The exact training config is preserved in
[`config.yaml`](config.yaml), and the launch script in
[`run_libero_train.sh`](run_libero_train.sh).

---

## Evaluation — LIBERO 4-in-1

Following the standard LIBERO evaluation protocol (50 trials per task per
suite).
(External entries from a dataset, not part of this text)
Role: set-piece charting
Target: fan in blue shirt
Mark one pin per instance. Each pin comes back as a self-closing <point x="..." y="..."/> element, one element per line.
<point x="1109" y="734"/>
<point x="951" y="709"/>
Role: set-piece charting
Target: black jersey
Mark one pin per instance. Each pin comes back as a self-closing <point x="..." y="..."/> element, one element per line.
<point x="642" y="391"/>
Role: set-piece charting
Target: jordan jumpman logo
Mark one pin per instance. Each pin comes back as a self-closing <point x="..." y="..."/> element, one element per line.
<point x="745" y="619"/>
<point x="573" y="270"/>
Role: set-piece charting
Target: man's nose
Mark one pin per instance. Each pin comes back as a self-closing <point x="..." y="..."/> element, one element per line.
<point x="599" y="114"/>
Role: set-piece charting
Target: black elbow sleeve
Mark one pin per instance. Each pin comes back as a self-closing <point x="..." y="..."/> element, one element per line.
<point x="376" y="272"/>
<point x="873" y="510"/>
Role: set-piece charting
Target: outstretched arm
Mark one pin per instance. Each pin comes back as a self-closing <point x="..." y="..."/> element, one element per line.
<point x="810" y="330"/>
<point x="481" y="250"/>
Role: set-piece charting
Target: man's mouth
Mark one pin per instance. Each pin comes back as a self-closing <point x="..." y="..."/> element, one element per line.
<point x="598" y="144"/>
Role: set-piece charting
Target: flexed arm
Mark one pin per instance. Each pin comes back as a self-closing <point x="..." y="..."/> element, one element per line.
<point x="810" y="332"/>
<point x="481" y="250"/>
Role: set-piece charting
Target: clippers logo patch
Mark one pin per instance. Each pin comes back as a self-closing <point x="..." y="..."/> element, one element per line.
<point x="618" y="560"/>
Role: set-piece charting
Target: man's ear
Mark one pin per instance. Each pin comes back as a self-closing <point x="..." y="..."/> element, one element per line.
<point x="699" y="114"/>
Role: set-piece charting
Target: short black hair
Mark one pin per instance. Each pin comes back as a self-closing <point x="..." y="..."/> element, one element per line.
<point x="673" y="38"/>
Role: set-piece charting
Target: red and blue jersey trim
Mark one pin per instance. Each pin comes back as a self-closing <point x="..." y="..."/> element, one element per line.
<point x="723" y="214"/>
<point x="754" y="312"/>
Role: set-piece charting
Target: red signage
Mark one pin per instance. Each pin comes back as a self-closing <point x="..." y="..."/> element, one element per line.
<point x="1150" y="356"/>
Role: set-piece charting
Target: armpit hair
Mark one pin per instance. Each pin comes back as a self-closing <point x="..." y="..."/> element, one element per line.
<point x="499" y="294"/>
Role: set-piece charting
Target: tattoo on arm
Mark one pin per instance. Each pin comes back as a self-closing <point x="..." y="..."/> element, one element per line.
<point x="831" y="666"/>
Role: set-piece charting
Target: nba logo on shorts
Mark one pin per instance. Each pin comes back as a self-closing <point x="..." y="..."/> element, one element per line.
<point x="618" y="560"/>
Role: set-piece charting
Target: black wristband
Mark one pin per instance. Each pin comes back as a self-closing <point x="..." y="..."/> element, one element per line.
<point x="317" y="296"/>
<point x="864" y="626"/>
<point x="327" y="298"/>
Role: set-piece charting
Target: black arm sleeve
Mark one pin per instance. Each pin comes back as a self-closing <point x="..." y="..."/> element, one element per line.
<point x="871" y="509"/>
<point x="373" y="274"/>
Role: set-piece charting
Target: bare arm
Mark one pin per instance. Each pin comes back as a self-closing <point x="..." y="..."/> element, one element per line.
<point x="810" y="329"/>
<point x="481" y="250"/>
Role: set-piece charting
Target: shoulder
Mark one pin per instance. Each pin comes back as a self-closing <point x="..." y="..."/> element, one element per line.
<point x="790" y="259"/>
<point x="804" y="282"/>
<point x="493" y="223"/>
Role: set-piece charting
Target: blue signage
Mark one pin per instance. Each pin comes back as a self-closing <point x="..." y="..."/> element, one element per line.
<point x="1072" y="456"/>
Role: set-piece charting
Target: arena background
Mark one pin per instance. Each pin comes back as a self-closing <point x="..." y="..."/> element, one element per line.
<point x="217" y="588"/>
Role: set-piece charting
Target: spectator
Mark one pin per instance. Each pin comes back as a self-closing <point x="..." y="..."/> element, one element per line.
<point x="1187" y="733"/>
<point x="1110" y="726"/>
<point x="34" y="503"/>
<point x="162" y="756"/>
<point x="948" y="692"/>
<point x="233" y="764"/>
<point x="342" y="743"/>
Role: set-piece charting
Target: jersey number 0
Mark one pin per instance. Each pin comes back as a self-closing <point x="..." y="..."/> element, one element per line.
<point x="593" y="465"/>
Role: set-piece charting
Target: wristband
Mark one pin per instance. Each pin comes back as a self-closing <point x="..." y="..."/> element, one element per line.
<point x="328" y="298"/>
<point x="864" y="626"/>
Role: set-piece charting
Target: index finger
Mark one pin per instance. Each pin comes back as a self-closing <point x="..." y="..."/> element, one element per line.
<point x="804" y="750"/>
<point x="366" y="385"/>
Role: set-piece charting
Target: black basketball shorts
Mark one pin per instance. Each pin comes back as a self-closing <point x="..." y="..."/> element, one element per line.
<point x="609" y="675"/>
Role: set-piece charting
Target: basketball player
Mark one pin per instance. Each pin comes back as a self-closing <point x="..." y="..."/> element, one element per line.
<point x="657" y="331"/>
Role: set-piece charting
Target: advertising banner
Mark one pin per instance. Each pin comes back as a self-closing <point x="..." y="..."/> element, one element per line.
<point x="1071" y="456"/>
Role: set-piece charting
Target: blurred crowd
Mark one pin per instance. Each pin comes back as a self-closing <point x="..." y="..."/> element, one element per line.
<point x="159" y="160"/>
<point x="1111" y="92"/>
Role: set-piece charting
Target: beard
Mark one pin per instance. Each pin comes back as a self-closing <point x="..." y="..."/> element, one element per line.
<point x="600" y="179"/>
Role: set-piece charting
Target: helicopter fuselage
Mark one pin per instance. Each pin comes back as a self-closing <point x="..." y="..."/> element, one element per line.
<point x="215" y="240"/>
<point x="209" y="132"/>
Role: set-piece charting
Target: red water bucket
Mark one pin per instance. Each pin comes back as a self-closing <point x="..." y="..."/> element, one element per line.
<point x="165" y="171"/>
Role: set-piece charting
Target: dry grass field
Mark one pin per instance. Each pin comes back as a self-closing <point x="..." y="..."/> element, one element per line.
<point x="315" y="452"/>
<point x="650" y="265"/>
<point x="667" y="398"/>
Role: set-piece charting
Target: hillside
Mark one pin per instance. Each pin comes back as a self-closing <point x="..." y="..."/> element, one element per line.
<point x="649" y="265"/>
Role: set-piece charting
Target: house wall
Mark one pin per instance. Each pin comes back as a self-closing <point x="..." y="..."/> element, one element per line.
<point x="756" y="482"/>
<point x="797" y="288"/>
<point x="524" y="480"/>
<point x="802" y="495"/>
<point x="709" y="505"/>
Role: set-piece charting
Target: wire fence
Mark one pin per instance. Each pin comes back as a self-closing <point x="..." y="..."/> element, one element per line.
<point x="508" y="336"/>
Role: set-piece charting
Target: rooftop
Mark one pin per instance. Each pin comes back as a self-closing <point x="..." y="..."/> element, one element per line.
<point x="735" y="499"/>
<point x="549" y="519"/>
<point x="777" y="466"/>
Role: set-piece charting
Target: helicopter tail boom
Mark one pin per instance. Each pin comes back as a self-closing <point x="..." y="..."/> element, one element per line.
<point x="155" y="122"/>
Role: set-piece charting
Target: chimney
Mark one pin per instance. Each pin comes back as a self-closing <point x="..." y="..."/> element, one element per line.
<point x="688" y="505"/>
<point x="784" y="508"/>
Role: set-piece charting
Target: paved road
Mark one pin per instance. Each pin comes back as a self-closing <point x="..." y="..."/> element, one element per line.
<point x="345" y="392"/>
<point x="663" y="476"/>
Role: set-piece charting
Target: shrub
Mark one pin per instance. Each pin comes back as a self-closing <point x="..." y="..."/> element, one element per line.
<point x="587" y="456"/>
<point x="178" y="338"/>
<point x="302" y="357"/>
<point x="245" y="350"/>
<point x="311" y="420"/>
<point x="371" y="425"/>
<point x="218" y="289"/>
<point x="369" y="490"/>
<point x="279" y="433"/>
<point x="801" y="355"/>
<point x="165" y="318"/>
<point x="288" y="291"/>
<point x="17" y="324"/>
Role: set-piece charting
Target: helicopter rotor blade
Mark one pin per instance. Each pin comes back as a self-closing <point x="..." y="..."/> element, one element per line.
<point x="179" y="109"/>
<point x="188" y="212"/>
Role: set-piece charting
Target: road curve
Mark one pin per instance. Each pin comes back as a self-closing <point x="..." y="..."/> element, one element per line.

Numbers are success rates (↑).

| Step | libero_goal | libero_object | libero_spatial | **Avg (3 suites)** |
| ---: | ---: | ---: | ---: | ---: |
| 30k | 0.908 | 0.980 | 0.880 | 0.923 |
| 40k | 0.948 | 0.990 | 0.884 | 0.941 |
| **50k** | **0.944** | **0.990** | **0.906** | **0.947** |

> `libero_10` was not evaluated for this run.  
> Best checkpoint: **`steps_50000_pytorch_model.pt`** — avg **94.7 %** across libero_goal / object / spatial.

For comparison with other StarVLA frameworks see the
[StarVLA Model Zoo](https://github.com/starVLA/starVLA/blob/main/docs/model_zoo.md).

---

## Repository Layout

```
.
├── README.md                 # this model card
├── config.yaml               # training config
├── run_libero_train.sh       # launch script used for this run
├── dataset_statistics.json   # per-dataset action/state normalisation stats
├── summary.jsonl             # training step summary
├── logs/                     # per-suite evaluation logs
│   ├── libero_goal/
│   ├── libero_object/
│   └── libero_spatial/
├── videos/                   # evaluation rollout videos
└── checkpoints/
    ├── steps_50000_pytorch_model.pt   # ← recommended checkpoint
    ├── steps_40000_pytorch_model.pt
    └── steps_30000_pytorch_model.pt
```

---

## How to Use

```bash
git clone https://github.com/starVLA/starVLA.git
cd starVLA
# Follow installation instructions in the StarVLA README.
```

```python
from huggingface_hub import snapshot_download
from starVLA.model.framework.tools import load_framework_from_checkpoint

ckpt_dir = snapshot_download("StarVLA/Qwen3VL-CosmoPredict2GR00T-LIBERO-4in1")

policy = load_framework_from_checkpoint(
    framework_name="CosmoPredict2GR00T",
    config_path=f"{ckpt_dir}/config.yaml",
    checkpoint_path=f"{ckpt_dir}/checkpoints/steps_50000_pytorch_model.pt",
)
# policy.predict_action(images, instruction, state) -> action chunk (8 × 7)
```

For end-to-end LIBERO evaluation see
[`examples/LIBERO`](https://github.com/starVLA/starVLA/tree/main/examples/LIBERO).

---

## Intended Use & Limitations

**Intended use.** Research on vision-language-action models, LIBERO tabletop
manipulation benchmarks, and as a baseline for dual VLM + world-model
conditioning architectures.

**Out-of-scope / limitations.** This model is trained exclusively on LIBERO
simulation data with WidowX-style delta end-effector control. Real-robot
transfer and cross-embodiment generalisation have not been evaluated.
Performance may degrade on out-of-distribution scenes, objects, or
instructions not present in the LIBERO training split.